1. Load the Loughran-McDonald Dictionary

  • Downloads the financial sentiment dictionary.

  • Reads it into a named list, where categories like "Uncertainty" hold words associated with that sentiment.

lingmatch::download.dict("loughranmcdonald", dir = tempdir())
loughranmcdonald dict downloaded:
  /private/var/folders/rp/mkwcs2k94r570kpc9y6hsywc0000gn/T/Rtmpuonhgf/loughranmcdonald.dic
lm_dict <- read.dic(file.path(tempdir(), "loughranmcdonald.dic"))

2. Clean and Tidy the Dictionary

  • Converts the dictionary into a long-form dataframe: one word per row.

  • Stems words to improve matching (e.g., “uncertain”, “uncertainty” → “uncertain”).

dict_df <- tibble::enframe(lm_dict, name = "sentiment", value = "word") %>%
  tidyr::unnest(word) %>%
  mutate(word = wordStem(word))

3. Load the Manifesto and Preprocess

  • Reads the text file line by line.

  • Tokenizes it into single words.

  • Removes common stop words (e.g., “the”, “and”).

  • Applies stemming so words match with the dictionary.

bomber = readLines("UnabomberManifesto.txt")

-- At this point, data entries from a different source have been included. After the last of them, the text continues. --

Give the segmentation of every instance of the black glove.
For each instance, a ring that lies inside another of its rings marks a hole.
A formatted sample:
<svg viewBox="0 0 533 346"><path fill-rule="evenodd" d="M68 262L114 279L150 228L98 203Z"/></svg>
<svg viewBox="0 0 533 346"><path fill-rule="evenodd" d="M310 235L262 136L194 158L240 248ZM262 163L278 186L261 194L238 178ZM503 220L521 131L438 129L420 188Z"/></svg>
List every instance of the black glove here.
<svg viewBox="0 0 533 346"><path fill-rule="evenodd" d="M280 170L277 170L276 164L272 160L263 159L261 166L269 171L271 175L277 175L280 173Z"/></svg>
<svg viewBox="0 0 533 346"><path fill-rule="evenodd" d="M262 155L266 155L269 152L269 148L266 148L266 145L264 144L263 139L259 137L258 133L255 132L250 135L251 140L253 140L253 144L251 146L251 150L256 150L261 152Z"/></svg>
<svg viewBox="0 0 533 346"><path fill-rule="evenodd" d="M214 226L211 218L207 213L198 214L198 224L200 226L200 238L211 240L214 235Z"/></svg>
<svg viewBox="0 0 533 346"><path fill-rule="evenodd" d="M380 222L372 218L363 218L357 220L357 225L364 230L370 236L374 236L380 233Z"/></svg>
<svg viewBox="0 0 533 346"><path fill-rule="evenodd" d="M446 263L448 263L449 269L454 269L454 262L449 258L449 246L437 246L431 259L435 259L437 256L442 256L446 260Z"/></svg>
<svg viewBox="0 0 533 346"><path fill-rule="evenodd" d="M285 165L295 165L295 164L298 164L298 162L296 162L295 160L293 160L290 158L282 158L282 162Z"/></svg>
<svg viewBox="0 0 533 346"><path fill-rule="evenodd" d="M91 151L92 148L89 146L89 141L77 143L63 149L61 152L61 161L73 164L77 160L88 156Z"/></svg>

bomber_tib = tibble(text = bomber) %>% 
  unnest_tokens(word, text) %>% 
  anti_join(stop_words) %>% 
  mutate(word = wordStem(word))
Joining with `by = join_by(word)`

4. Extract & Plot Uncertainty Terms

  • Matches words in the manifesto with the dictionary.

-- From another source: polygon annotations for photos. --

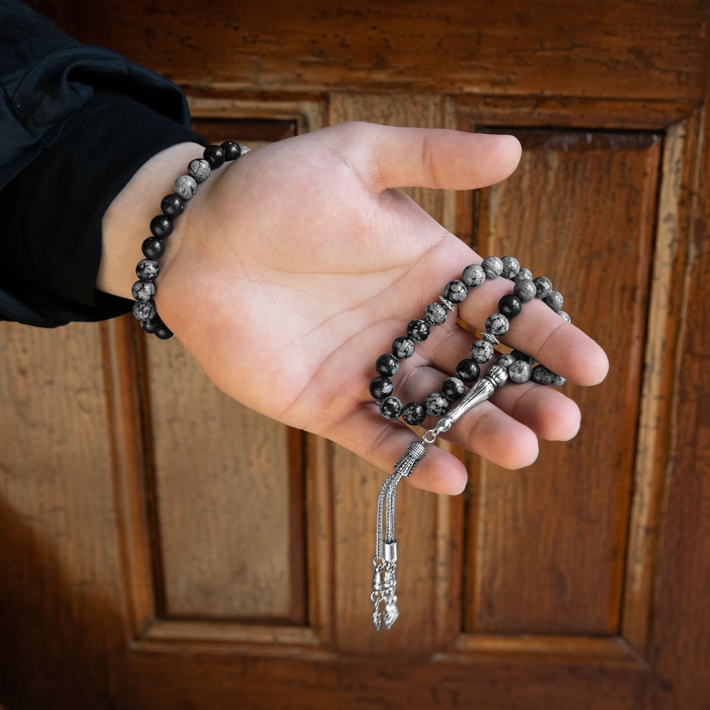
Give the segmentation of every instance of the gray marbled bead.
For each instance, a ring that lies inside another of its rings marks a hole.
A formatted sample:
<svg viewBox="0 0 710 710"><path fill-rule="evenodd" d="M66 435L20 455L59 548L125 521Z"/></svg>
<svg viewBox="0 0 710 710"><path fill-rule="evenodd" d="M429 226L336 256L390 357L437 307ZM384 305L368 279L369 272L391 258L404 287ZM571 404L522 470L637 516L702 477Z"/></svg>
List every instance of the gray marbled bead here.
<svg viewBox="0 0 710 710"><path fill-rule="evenodd" d="M449 400L440 392L432 392L425 400L424 408L430 417L440 417L449 408Z"/></svg>
<svg viewBox="0 0 710 710"><path fill-rule="evenodd" d="M486 256L481 266L486 272L486 278L496 278L503 273L503 261L497 256Z"/></svg>
<svg viewBox="0 0 710 710"><path fill-rule="evenodd" d="M503 262L503 271L501 275L503 278L513 278L520 270L520 263L515 256L503 256L501 260Z"/></svg>
<svg viewBox="0 0 710 710"><path fill-rule="evenodd" d="M386 397L380 403L380 414L385 419L397 419L402 413L402 403L397 397Z"/></svg>
<svg viewBox="0 0 710 710"><path fill-rule="evenodd" d="M190 175L180 175L175 181L173 185L175 195L179 195L183 200L191 200L195 197L195 193L197 192L197 182L194 178Z"/></svg>
<svg viewBox="0 0 710 710"><path fill-rule="evenodd" d="M141 281L152 281L160 271L158 262L153 259L141 259L136 266L136 275Z"/></svg>
<svg viewBox="0 0 710 710"><path fill-rule="evenodd" d="M559 291L552 290L549 295L542 299L542 302L550 306L557 313L564 303L564 299Z"/></svg>
<svg viewBox="0 0 710 710"><path fill-rule="evenodd" d="M515 285L513 287L513 293L523 303L527 303L537 295L537 287L529 278L524 278L515 282Z"/></svg>
<svg viewBox="0 0 710 710"><path fill-rule="evenodd" d="M532 375L532 368L525 360L516 360L508 368L508 376L516 384L528 382Z"/></svg>
<svg viewBox="0 0 710 710"><path fill-rule="evenodd" d="M137 301L149 301L155 295L155 285L152 281L136 281L131 293Z"/></svg>
<svg viewBox="0 0 710 710"><path fill-rule="evenodd" d="M196 158L190 161L187 165L187 173L190 178L194 178L198 182L204 182L212 172L209 163L204 158Z"/></svg>
<svg viewBox="0 0 710 710"><path fill-rule="evenodd" d="M548 370L545 365L535 365L532 368L532 376L530 378L533 382L537 382L538 385L551 385L554 373Z"/></svg>
<svg viewBox="0 0 710 710"><path fill-rule="evenodd" d="M155 315L155 304L152 300L136 301L133 304L133 315L138 320L150 320Z"/></svg>
<svg viewBox="0 0 710 710"><path fill-rule="evenodd" d="M508 368L515 361L515 357L510 353L506 355L501 355L496 361L496 364L500 365L501 367Z"/></svg>
<svg viewBox="0 0 710 710"><path fill-rule="evenodd" d="M493 313L486 320L486 330L496 337L505 335L510 327L510 322L502 313Z"/></svg>
<svg viewBox="0 0 710 710"><path fill-rule="evenodd" d="M475 360L481 364L484 362L489 362L493 358L493 349L490 343L485 340L476 340L471 346L471 359Z"/></svg>
<svg viewBox="0 0 710 710"><path fill-rule="evenodd" d="M440 303L430 303L424 310L424 320L430 325L441 325L446 317L447 310Z"/></svg>
<svg viewBox="0 0 710 710"><path fill-rule="evenodd" d="M486 272L481 264L469 264L464 269L461 280L469 288L478 288L486 280Z"/></svg>
<svg viewBox="0 0 710 710"><path fill-rule="evenodd" d="M469 290L463 281L449 281L442 291L442 295L452 303L460 303L466 298Z"/></svg>
<svg viewBox="0 0 710 710"><path fill-rule="evenodd" d="M532 283L537 289L537 296L538 298L545 298L549 296L552 290L552 282L547 276L537 276L532 279Z"/></svg>
<svg viewBox="0 0 710 710"><path fill-rule="evenodd" d="M523 280L532 280L532 272L529 268L525 268L523 266L520 267L520 271L513 277L513 280L517 283L518 281Z"/></svg>
<svg viewBox="0 0 710 710"><path fill-rule="evenodd" d="M403 335L398 338L395 338L392 344L392 354L400 360L411 357L414 354L414 342L410 338L405 338Z"/></svg>
<svg viewBox="0 0 710 710"><path fill-rule="evenodd" d="M449 377L442 383L442 394L452 402L461 399L466 386L458 377Z"/></svg>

  • Filters only uncertainty-related words.

  • Counts their frequency.

  • Creates a horizontal bar chart to display the top uncertainty terms.

uncertainty_df <- bomber_tib %>%
            inner_join(dict_df, by = "word") %>%
            filter(sentiment == 'Uncertainty') %>% 
            dplyr::count(word, sort = TRUE) %>%
            ggplot(aes(x = reorder(word, n), y = n)) +
            geom_col(fill = "#008080") +
            coord_flip() +
            labs(title = "Uncertainty in the Unabomber Manifesto",
                 x = "Stemmed Uncertainty Terms", y = "Word Frequency",
                 subtitle = "Based on Loughran-McDonald Dictionary | April 9, 2025",
                 caption = "Prepared by Saurabh Srivastava") +
            theme(legend.position = "none",
                  plot.title = element_text(size = 14, face = "bold", hjust = 0.5))
Warning in inner_join(., dict_df, by = "word"): Detected an unexpected many-to-many relationship between `x` and `y`.
ℹ Row 6 of `x` matches multiple rows in `y`.
ℹ Row 2027 of `y` matches multiple rows in `x`.
ℹ If a many-to-many relationship is expected, set `relationship =
  "many-to-many"` to silence this warning.
uncertainty_df

Conclusion

The analysis of the Unabomber’s manifesto using the Loughran-McDonald Uncertainty dictionary reveals a distinct linguistic pattern centered around conditional or qualified statements. The overwhelming frequency of the word “depend” indicates a tendency to frame arguments with contingencies rather than absolutes. While other uncertainty-related terms like predict, suggest, and believe are also present, their comparatively lower frequency suggests that the narrative leans more toward cautious justification rather than chaotic ambiguity.

The frequent use of uncertain words shows that the writer was careful and cautious in expressing ideas, especially about modern technology. It wasn’t wild or emotional language, but rather a more thought-out and logical way of showing doubt. This helps us understand that the message wasn’t just emotional anger, but more of a planned and reasoned criticism — which is important when analyzing such extreme writings.